LIFE presents analyses at international conferences

Distributional effects of a CO2 tax in Austria
(c)JOANNEUM RESEARCH

In June/July 2021, LIFE was represented at three high-profile international conferences with its analysis of the distributional effects of a CO2 tax in Austria. Anna Eisner and Veronika Kulmer presented the results of a publication on the topic of "Distributional effects of CO2 taxes taking into account household heterogeneity". This publication was written in joint work with Dominik Kortschak within the framework of the ACRP project BALANCE.
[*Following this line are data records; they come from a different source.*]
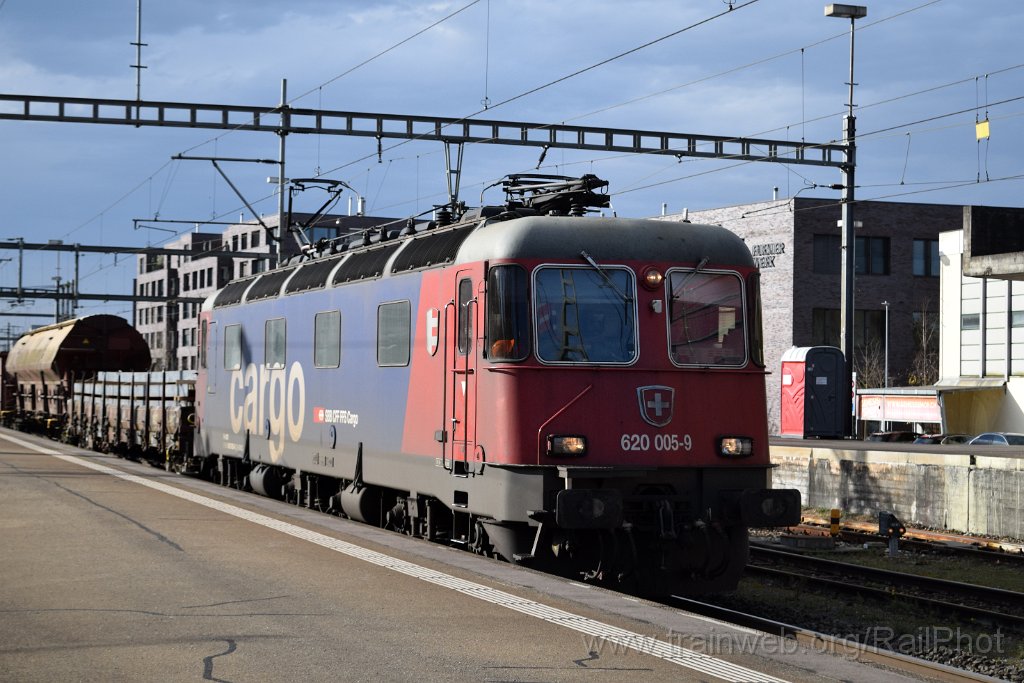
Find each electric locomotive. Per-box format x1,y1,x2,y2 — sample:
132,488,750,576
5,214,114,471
195,175,800,594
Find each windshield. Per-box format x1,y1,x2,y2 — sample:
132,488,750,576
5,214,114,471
669,270,746,366
534,265,637,364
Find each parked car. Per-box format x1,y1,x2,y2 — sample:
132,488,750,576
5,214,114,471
968,432,1024,445
913,434,971,445
865,432,921,443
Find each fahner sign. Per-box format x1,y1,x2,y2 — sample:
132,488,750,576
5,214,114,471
751,242,785,270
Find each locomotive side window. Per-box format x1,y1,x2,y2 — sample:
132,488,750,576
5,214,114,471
377,301,412,367
746,272,765,368
459,278,473,355
224,325,242,370
487,265,529,360
669,270,746,367
199,321,207,370
313,310,341,368
534,266,637,364
263,317,285,370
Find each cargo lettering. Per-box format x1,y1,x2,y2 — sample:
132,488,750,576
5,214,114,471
228,361,306,462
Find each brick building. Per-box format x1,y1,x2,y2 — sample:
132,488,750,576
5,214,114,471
663,198,950,433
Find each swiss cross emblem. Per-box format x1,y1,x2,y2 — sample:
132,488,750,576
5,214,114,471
637,385,676,427
427,308,437,355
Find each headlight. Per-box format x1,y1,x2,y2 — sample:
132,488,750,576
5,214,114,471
718,436,754,458
641,267,665,291
548,434,587,457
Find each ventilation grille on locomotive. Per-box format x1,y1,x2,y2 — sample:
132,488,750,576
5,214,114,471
334,244,401,285
285,258,339,294
213,280,253,308
391,225,475,272
246,268,295,301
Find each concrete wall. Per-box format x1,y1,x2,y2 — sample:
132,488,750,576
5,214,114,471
771,444,1024,538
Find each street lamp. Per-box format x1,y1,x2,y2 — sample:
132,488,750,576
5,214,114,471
825,3,867,434
882,301,889,431
882,301,889,389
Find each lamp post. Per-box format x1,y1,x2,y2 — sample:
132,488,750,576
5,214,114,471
882,301,889,431
825,3,867,434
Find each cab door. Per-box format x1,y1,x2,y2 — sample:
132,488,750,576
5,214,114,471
445,270,479,476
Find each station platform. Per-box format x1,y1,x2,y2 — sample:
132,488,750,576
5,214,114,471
0,430,950,682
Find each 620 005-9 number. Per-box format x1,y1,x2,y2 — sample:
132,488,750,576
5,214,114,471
618,434,693,451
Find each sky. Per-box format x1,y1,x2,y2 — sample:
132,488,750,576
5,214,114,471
0,0,1024,339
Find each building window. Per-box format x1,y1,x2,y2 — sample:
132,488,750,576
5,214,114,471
263,317,285,369
811,308,886,349
313,310,341,368
377,301,412,367
814,234,842,275
913,240,939,278
855,238,889,275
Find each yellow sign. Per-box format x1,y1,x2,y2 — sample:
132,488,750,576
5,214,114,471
974,119,988,140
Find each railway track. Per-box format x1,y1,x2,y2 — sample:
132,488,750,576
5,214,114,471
790,521,1024,567
748,544,1024,633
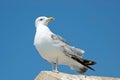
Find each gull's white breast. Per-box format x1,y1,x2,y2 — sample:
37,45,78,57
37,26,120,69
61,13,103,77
34,26,70,64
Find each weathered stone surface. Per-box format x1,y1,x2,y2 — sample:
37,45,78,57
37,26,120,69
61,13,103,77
35,71,120,80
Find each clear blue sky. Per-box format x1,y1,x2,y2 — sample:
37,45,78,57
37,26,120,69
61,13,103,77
0,0,120,80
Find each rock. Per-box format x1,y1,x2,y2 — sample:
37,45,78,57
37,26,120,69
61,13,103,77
35,71,120,80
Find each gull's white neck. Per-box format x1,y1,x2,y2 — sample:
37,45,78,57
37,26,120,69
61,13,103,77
34,24,53,44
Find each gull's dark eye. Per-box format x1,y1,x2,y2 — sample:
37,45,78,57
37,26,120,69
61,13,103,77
40,19,43,21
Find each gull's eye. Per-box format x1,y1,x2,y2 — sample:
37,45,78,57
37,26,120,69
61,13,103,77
40,19,43,21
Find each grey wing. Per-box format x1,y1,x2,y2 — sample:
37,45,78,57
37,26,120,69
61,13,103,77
51,34,84,58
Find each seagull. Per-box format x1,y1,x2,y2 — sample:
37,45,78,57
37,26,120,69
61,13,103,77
34,16,96,73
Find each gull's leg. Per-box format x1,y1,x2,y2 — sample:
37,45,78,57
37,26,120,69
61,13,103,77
52,63,55,71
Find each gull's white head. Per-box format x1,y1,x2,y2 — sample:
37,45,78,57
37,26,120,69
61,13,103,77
35,16,54,27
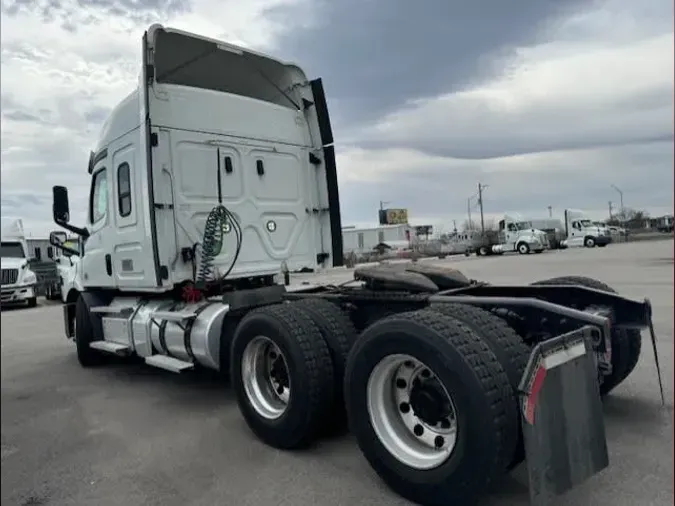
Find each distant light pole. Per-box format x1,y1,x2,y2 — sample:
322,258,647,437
478,183,488,234
610,184,625,221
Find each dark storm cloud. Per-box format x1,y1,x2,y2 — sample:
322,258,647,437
268,0,593,127
2,111,40,123
340,142,673,225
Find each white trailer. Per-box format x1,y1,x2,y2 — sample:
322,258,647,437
51,25,656,506
0,219,37,307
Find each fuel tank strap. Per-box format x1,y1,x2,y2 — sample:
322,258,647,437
183,301,214,363
158,302,181,358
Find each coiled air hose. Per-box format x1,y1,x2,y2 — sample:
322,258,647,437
196,204,242,285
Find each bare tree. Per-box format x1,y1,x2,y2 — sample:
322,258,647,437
607,207,649,229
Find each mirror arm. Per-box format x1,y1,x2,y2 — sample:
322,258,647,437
49,240,80,256
56,221,89,239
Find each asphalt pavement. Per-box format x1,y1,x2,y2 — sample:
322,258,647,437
0,240,673,506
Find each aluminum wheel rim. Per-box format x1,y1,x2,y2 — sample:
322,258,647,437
241,336,291,420
367,355,458,470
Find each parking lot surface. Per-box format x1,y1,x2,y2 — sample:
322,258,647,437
1,240,673,506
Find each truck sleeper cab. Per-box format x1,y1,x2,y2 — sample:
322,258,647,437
52,25,664,506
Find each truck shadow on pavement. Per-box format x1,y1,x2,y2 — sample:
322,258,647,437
87,358,672,506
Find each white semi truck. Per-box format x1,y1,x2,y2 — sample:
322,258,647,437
51,25,651,506
467,214,549,256
0,219,37,307
561,209,612,248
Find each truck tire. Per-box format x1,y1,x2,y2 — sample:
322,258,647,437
532,276,642,396
291,298,356,434
230,304,335,450
345,310,517,506
75,297,110,367
431,304,530,471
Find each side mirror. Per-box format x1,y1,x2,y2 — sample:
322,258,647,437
49,229,68,248
52,186,70,223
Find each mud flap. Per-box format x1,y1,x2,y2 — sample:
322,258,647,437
61,303,75,339
520,327,609,506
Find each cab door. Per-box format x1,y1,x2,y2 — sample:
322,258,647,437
82,158,115,288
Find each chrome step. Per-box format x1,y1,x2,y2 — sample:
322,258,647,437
152,311,197,323
89,341,129,355
145,355,195,372
89,306,134,314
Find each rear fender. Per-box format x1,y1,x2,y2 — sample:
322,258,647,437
520,326,609,506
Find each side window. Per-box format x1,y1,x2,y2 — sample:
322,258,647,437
89,169,108,223
117,162,131,218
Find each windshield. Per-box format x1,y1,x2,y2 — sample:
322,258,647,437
0,242,26,258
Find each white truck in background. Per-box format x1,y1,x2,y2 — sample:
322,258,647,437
562,209,612,248
0,219,37,307
465,213,549,256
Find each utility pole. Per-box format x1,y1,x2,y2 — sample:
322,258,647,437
478,183,488,234
610,184,626,221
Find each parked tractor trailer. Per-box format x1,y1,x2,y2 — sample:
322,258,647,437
51,25,656,506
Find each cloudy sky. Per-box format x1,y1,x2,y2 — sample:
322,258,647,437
0,0,674,235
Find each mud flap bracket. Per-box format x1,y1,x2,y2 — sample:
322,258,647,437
520,326,609,506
The first in the row was the International Energy Workshop (IEW), which this year was held as an online event, as all international conferences at present. In the session "Households and Energy" on 17 June 2021, Anna Eisner presented a paper on the topic of "Distributional effects of CO2 taxes considering household heterogeneity", which was developed within the ACRP project BALANCE. The results she presented show that the welfare effects of a CO2 tax depend on different aspects:

  • the energy good taxed,
  • the socio-demographic household characteristics
  • and the building characteristics.

Without compensatory measures such as government transfers, CO2 taxes are regressive, i.e. poorer households are much more affected and certain population segments, depending on socio-demographic characteristics and building characteristics are particularly vulnerable.

This shows the need for target group-specific reimbursement measures. For this purpose, different variants, for example according to income, household size or region were examined and evaluated with regard to fairness, regressivity and cost-effectiveness. In addition, different transfer types that take these characteristics into account were tested and compared. Transfers that go beyond income as an indicator and target particularly vulnerable groups achieve the biggest effect.
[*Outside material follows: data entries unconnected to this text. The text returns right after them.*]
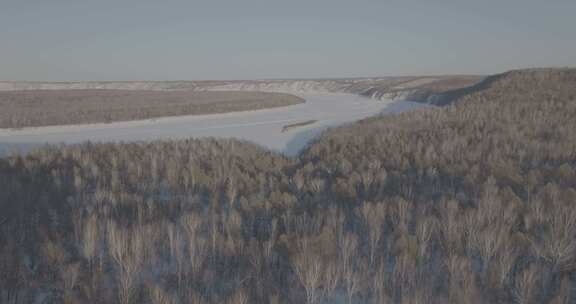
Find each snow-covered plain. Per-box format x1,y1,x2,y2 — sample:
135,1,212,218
0,92,425,156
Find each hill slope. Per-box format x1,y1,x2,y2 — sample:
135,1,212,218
0,70,576,303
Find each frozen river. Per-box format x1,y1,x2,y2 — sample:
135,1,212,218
0,93,423,156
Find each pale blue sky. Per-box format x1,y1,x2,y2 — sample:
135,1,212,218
0,0,576,81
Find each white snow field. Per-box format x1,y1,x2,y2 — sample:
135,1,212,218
0,92,427,156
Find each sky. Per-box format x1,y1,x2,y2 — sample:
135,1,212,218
0,0,576,81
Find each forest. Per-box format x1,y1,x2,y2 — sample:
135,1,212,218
0,69,576,304
0,90,304,129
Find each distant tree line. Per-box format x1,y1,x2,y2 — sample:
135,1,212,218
0,90,304,128
0,70,576,304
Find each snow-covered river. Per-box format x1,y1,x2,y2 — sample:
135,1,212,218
0,93,423,156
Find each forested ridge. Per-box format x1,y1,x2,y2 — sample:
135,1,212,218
0,69,576,304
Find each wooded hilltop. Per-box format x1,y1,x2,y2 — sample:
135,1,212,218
0,69,576,304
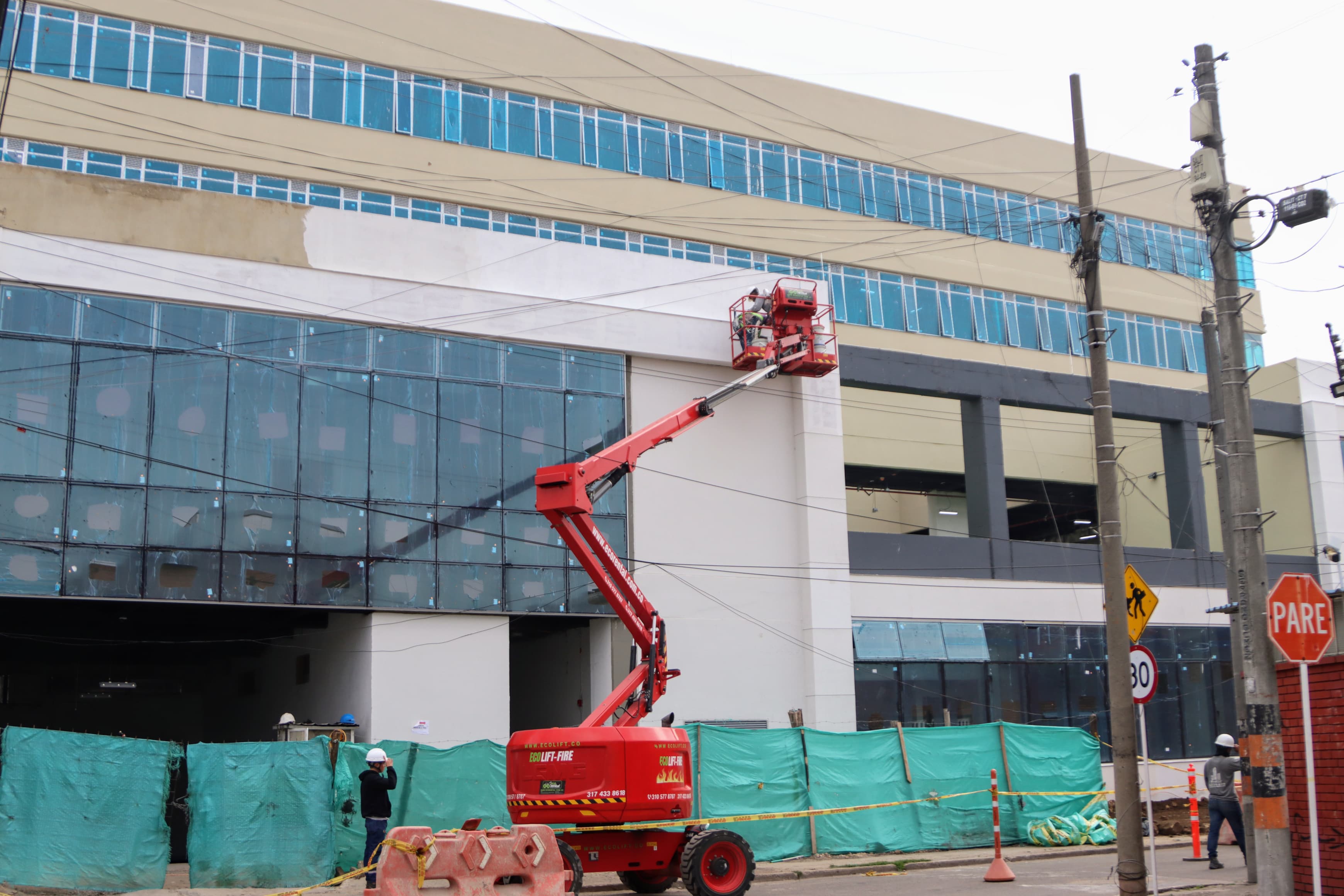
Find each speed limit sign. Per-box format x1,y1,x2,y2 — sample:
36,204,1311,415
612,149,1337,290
1129,643,1157,703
These exciting findings were also presented and discussed by Anna Eisner in the session "Climate change and redistributive effects" of the Annual Conference of the European Association of Environmental and Resource Economists (EARE), which took place from 23-25 June.

The final event of the conference marathon is the Conference of Economic Modelling (EcoMod), which takes place from July 7-9, where Veronika Kulmer will focus on the econometric model and present the policy implications to the international audience in the session "Energy and environmental policy".